Ancrée dans les recherches de terrain, les fonds muséaux et la littérature spécialisée — racontée avec respect pour le contexte dans lequel cet objet a vu le jour.
EKOI Coiffe d'antilope recouverte de peau avec cornes en spirale (Cross River, Nigeria, 1ère moitié du 20e siècle, 52 cm)
Ce couvre-chef de 52 cm représente une imposante tête d'antilope avec des cornes en bois en forme de spirale qui s'élèvent très haut. La surface est soigneusement recouverte de peau de bête tendue et ornée d'yeux incrustés en os ou en métal. La pièce repose sur son socle d'origine en cannage tressé et dégage une présence organique sombre, très polie et profondément vieillie.
1. Style esthétique - la technique recouverte de peau et le réalisme
Le peuple Ekoi (Ejagham) de la région de Cross River a développé l'une des formes d'art les plus marquantes et les plus techniques d'Afrique : le masque à peau. L'artiste sculptait d'abord une armature en bois très détaillée d'une antilope, puis tendait une peau animale fraîche et humide (souvent d'antilope ou de chèvre) bien tendue sur le bois et la fixait. Lorsque la peau a séché et s'est rétractée, elle a parfaitement épousé la sculpture, créant un réalisme incroyablement vivant et charnu. Les cornes hautes en forme de spirale et les yeux incrustés confèrent à l'animal une allure imposante et terrifiante.
2Ème fonction rituelle - société Ngbe (léopard) et représentation martiale
Ces emblèmes extrêmement réalistes, recouverts de peau, étaient la propriété exclusive de sociétés secrètes masculines d'élite, notamment la société Ngbe (léopard), qui faisait régner la loi, l'ordre et le pouvoir politique dans toute la région. Le masque d'antilope massif, porté sur la tête d'un danseur principal lors des funérailles des membres de la société, donnait une image de force guerrière intense et de vitalité masculine.

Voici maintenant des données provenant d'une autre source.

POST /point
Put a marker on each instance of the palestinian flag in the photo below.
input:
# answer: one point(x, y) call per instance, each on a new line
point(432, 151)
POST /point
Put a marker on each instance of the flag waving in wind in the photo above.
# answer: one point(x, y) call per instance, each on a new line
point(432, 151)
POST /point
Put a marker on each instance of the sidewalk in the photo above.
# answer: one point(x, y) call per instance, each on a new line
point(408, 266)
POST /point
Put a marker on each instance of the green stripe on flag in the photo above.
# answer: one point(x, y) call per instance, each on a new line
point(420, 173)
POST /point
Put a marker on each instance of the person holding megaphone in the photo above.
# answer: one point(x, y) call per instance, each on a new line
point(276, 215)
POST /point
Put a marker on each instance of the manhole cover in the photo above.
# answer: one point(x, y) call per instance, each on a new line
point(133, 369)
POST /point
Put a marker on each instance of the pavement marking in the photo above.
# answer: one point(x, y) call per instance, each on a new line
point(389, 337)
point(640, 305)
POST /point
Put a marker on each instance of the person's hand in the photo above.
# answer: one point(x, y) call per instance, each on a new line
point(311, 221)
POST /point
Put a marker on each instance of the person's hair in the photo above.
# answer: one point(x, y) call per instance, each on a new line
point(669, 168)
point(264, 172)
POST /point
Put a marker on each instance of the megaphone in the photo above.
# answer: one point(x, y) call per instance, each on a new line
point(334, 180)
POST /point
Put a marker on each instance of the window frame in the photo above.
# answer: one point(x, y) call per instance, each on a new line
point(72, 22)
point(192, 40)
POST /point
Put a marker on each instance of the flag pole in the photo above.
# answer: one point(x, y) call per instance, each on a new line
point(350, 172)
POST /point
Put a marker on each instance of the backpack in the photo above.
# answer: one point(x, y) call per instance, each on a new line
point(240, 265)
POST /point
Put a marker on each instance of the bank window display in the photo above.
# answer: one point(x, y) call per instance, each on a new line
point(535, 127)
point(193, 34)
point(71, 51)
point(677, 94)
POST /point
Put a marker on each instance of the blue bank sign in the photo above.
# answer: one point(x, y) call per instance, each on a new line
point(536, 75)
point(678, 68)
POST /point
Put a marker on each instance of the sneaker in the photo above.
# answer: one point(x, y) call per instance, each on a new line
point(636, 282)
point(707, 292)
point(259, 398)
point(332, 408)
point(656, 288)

Il servait à transmettre visiblement l'énergie indomptée et musclée de la brousse dans la sphère politique très réglementée du village.
3. Patine physique - patine de l'épiderme et intégrité des paniers
L'état physique de cet objet est exceptionnel. Au fil des décennies, la peau animale tendue a durci, s'est oxydée et a absorbé l'huile de palme, se transformant en une coque dure, brillante et brun foncé, semblable à du cuir poli ou à de l'acajou ancien. Cette patine épidermique ne peut pas être contrefaite. En outre, le masque est toujours fermement attaché à son socle d'origine en roseau tressé - le mécanisme qui permettait de fixer le lourd objet sur la tête du danseur -, ce qui prouve qu'il a survécu en tant qu'unité cérémonielle complète et fonctionnelle.